Jacob McLoughlin is a first-year history student at King’s. His interests include foreign and defence policy, particularly in light of the recent circumstances of Britain’s withdrawal from the European Union. Alongside this, he follows parliamentary politics and party-related developments.
It’s odd: the reaction King’s students have when I tell them that I am a Conservative is more or less identical to how members of the Cambridge University Conservative Association (CUCA) react when I tell them that I study at King’s. In both cases, it is a kind of uneasy and begrudging acceptance, an “I see”, followed by moving swiftly on. For anyone who is unaware, King’s College has a reputation as being rather left wing – which, I might add, is embodied by the presence of the flag of the Soviet Union in the bar. These reactions are more amusing than anything else, but they do provide an insight into the kind of ideological and political tribalism that is coming to define politics today. This trend is present not just at Cambridge, but throughout Britain. Whilst my experience is harmless, the polarisation can be far more dangerous than most people realise.
At the most recent event hosted by King’s Politics, entitled ‘Does Trump Have a Point?’ (which was held before the election), Lord Monckton made reference to a “political monoculture” which existed amongst Britain’s young people. Whilst hyperbolic, the claim does contain at root a grain of truth. That is not to say that political life in Cambridge, or Britain as a whole, is dominated by one sole point of view – at one level, even CUCA and its events are proof of that. Although the idea of being one of a small group of ‘freethinkers’ within a community of conformists appeals to my romantic sensibilities, I know that this is just that: I am quite clearly not part of some kind of persecuted minority, nor a political dissident fighting against left-wing ideological hegemony. Discussion of this belies the real issue, one that has significant ramifications for how different groups view both themselves and others.

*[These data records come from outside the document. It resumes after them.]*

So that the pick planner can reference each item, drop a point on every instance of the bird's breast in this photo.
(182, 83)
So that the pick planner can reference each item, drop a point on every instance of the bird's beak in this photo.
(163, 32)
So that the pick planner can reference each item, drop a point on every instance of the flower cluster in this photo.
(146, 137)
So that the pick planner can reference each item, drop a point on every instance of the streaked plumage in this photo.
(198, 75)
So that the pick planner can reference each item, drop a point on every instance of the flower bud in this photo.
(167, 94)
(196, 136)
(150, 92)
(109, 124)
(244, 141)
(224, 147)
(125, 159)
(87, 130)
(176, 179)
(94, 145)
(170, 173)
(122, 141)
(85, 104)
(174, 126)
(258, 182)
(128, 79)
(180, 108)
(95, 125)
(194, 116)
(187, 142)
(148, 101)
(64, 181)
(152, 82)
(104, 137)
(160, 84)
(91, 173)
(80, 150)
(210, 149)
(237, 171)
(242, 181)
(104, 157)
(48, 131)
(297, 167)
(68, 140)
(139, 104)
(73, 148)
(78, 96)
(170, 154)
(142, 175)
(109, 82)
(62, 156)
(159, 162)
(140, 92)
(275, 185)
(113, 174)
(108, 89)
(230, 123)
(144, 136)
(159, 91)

Earlier this week, I attended a meeting of the Cambridge Marxists; a friend of mine was speaking, and I thought it rude not to support him (worry not, for I wore tweed to indicate my true sympathies). Something which struck me on that occasion, and which was emphasised by the CUCA event I attended a few days later, is how many of these groups for student politics can simply become echo chambers. At the Marxist society, words like ‘bourgeois’, ‘comrade’, and ‘proletariat’ were used in general conversation – there was the assumption that everyone present held the same worldview. Likewise, CUCA events always have an inherent ‘Tory-ness’, a kind of esotericism in terms of ideology and general atmosphere. This characteristic is not an inherently negative one: everybody wants to socialise with the likeminded, and so it is natural that people gather together in politically homogenous groups. Plus, any kind of political campaigning would be impossible if the group contained a great deal of dissenters. There is, however, a crucial caveat to this: we should never forget that there are people who hold opinions other than our own, and they are entitled to do so.

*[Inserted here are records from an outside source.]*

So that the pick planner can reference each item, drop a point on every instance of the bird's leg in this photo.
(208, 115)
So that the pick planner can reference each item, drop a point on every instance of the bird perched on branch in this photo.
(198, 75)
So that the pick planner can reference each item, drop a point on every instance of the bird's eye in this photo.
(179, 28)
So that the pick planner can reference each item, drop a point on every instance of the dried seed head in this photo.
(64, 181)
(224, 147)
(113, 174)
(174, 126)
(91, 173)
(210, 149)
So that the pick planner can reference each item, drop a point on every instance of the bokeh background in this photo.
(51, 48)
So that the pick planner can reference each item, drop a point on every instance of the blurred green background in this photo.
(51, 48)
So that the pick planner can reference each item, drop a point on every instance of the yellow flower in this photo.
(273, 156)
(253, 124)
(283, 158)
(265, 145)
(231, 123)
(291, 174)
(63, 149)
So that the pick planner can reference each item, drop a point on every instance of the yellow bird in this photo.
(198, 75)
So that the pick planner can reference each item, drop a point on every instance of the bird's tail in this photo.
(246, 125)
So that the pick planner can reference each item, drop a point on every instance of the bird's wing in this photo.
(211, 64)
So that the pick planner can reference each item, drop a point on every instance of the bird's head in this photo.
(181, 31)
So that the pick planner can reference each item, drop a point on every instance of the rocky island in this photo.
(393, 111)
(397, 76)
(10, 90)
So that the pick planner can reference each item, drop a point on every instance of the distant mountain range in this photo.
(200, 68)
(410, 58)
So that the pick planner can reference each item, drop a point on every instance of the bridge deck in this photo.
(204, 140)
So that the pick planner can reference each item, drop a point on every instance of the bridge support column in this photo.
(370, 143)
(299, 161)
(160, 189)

I have my own opinions about issues: there is a right way and a wrong way of thinking about things, and I invariably believe that I am correct (as do we all). Yet, that does not mean that anybody who disagrees with me should be marginalised, or that their opinion is somehow worth less than mine. Yes, I may think that they are wrong, but they must clearly hold that view for a reason: from their point of view, I am wrong.
That is the great merit of our liberal democracy: that people are allowed to think and believe what they want. For this very reason, the kind of tribalism described above is dangerous. Too often it becomes easy to fall into thinking that other people do not deserve to hold the opinions they do. As soon as one begins to think of oneself either as some kind of ideological victim or as a monopolist of objective political truth, one loses sight of the range of views that exist. It should be clear that society and democracy are healthier with this variation than without it.
When members of CUCA and of King’s ask me whether I would have preferred to go elsewhere, my honest reply is ‘no’. Although I am ‘surrounded by lefties’, I still get on with everybody and it seems that, at times, the kind of polarisation I have described is more for show. Although people have different political viewpoints, it is often the case that they are trying solve the same problems. Being surrounded by people of a different point of view may at first seem daunting, but over the past term I have come to appreciate that it helps me to remember that different ideas exist and have worth.
I am beginning to like being “the Tory at King’s”.